Sie schaute darauf und erklärte: »Gänsekiel und drei Flugfedern. Den Pfeil hat ein Fachmann befiedert.«
Eadulf nickte zustimmend. Bleidbara wollte etwas sagen, unterließ es aber.
»Sie sind meine einzigen Zeugen«, jammerte Macliau, »sie hätten beeidigen können, dass ich die Wahrheit sage. Wie stehe ich nun vor Gericht da?«
Bekümmert sah ihn Bruder Metellus an. »Tote sind keine brauchbaren Zeugen, Macliau. Es ist traurig, dass sie tot sind, doch der Tatbestand allein beweist nicht, wer sie umgebracht hat.«
»Ich habe sie nicht getötet! Willst du mir das anlasten, Bruder Metellus? Ich habe niemanden ermordet.« Er drehte sich um und rannte aus der Halle wie ein bockiges Kind.

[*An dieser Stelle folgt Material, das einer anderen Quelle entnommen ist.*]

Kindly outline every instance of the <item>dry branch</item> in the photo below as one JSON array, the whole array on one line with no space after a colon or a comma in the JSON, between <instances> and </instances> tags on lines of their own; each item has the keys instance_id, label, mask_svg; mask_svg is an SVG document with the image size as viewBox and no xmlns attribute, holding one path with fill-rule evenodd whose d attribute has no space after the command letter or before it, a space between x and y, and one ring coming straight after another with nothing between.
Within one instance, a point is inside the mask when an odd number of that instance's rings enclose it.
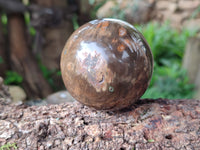
<instances>
[{"instance_id":1,"label":"dry branch","mask_svg":"<svg viewBox=\"0 0 200 150\"><path fill-rule=\"evenodd\" d=\"M0 145L22 149L200 149L198 100L145 99L121 112L78 102L7 105L0 102Z\"/></svg>"}]
</instances>

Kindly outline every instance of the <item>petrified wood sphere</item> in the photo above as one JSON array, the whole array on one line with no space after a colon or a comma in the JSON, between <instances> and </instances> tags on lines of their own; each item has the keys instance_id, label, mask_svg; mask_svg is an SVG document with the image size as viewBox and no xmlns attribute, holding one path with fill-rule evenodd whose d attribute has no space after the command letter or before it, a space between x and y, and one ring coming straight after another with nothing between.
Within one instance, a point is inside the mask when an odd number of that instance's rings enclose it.
<instances>
[{"instance_id":1,"label":"petrified wood sphere","mask_svg":"<svg viewBox=\"0 0 200 150\"><path fill-rule=\"evenodd\" d=\"M118 110L133 104L147 89L152 69L151 50L142 34L116 19L81 26L61 56L67 90L96 109Z\"/></svg>"}]
</instances>

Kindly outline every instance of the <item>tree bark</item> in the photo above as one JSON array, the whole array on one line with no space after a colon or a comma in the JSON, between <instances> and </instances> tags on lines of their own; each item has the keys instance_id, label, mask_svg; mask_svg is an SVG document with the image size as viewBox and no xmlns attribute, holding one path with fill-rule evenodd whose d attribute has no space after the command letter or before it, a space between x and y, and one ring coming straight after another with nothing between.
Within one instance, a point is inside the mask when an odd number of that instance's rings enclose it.
<instances>
[{"instance_id":1,"label":"tree bark","mask_svg":"<svg viewBox=\"0 0 200 150\"><path fill-rule=\"evenodd\" d=\"M19 150L198 150L199 125L198 100L144 99L120 112L0 101L0 145Z\"/></svg>"},{"instance_id":2,"label":"tree bark","mask_svg":"<svg viewBox=\"0 0 200 150\"><path fill-rule=\"evenodd\" d=\"M29 97L43 98L47 96L52 90L29 51L23 15L9 15L8 29L11 67L24 78L23 87Z\"/></svg>"},{"instance_id":3,"label":"tree bark","mask_svg":"<svg viewBox=\"0 0 200 150\"><path fill-rule=\"evenodd\" d=\"M200 37L192 37L188 40L183 67L187 70L189 80L195 84L196 95L200 99Z\"/></svg>"}]
</instances>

»Auch wenn sich Macliau töricht verhält, dürfen wir seine Aussagen nicht gleich in Zweifel ziehen«, mahnte Fidelma. »Es kann sich tatsächlich so zugetragen haben. Erst hat man seine Begleiter getötet; dann haben die Mörder gewartet, bis Macliau und sein Mädchen eingeschlafen waren, sind in die Kapelle eingedrungen, haben ihn so betrunken gemacht, dass er die Besinnung verlor, und das Mädchen erstochen. So wäre die Geschichte durchaus nachvollziehbar.«
Bleidbara schaute zu Trifina, die wieder in die Flammen blickte und die Zähne zusammenbiss. »Auf eine Sache wollte ich aufmerksam machen«, sagte er in aller Ruhe, »und Lady Trifina weiß, was ich meine.«
»Und die wäre?«
»Den Pfeil, den du eben beschrieben hast, hat unser Pfeilschmied angefertigt. Vor vierzehn Tagen ist ihm aufgefallen, dass etliche Bündel in der Waffenkammer fehlen. Wo sie geblieben sind, konnte niemand erklären.«
»Was wir brauchen, sind Beweise, wenn wir Barbatil und die Leute aus dem Dorf beschwichtigen wollen«, warf Bruder Metellus ein.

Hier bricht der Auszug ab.